The Prospects of an Active Vaccine Against Asthma Targeting IL-5.

Allergen-specific T helper type 2 (Th2) responses followed by eosinophilic inflammation of the lung are important causes of allergic asthma. Interleukin-5 (IL-5) is a master regulator of eosinophil differentiation as well as activation. Blocking IL-5 using monoclonal antibodies (mAbs) against IL-5 is a powerful way to improve asthmatic symptoms in patients with an eosinophilic component of the disease. We have previously shown that vaccination against IL-5 can abrogate eosinophilic inflammation of the lung in allergic mice. More recently, we have demonstrated that eosinophil-mediated skin disease in horses with insect bite hypersensitivity can be strongly reduced by vaccination against IL-5. Here we would like to propose the development of a similar vaccine for the treatment of asthma in humans.

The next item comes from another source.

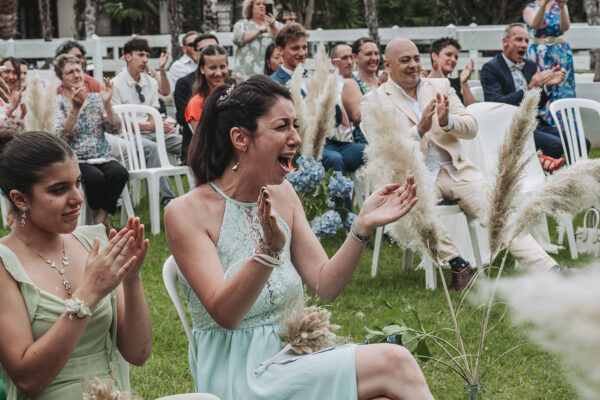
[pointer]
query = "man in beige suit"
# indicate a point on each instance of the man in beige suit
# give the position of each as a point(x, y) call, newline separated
point(438, 119)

Asthma – a Significant Chronic Respiratory Disease That Represents a Growing Challenge

Asthma is a globally significant chronic respiratory disease with upward of 300 million patients experiencing considerable morbidity ranging from occasional breathing difficulties (shortness of breath, coughing, wheezing, and chest tightening) to more severe exacerbations (asthma attack) requiring clinical interventions (Network, 2018). Inflammation in the lungs can be triggered by a variety of non-specific stimuli such as cold air and exercise, as well as by allergens or infectious microorganisms such as viruses. In turn, these events can activate a combination of innate and adaptive immune responses and cellular inflammation, resulting in symptoms like bronchial smooth muscle hyper-reactivity, excess mucus production from goblet cells within epithelia, and potential for bronchial remodeling and airway narrowing. Given the remarkable heterogeneity in both stimuli and responses, it is not surprising to see the involvement and overlap of several distinct soluble mediators and cell types. Key amongst these are cytokines involved in immunoglobulin isotype switching (IgE synthesis by IL-4), mast cell proliferation (IL-9), airway hyper-responsiveness and mucus production (IL-13), and eosinophil inflammation (IL-5). In addition to type 2 T helper cell (Th2) allergic responses, also Th1, Th17, and Th9 cellular subsets have been implicated (Holgate and Polosa, 2008; Lambrecht and Hammad, 2015).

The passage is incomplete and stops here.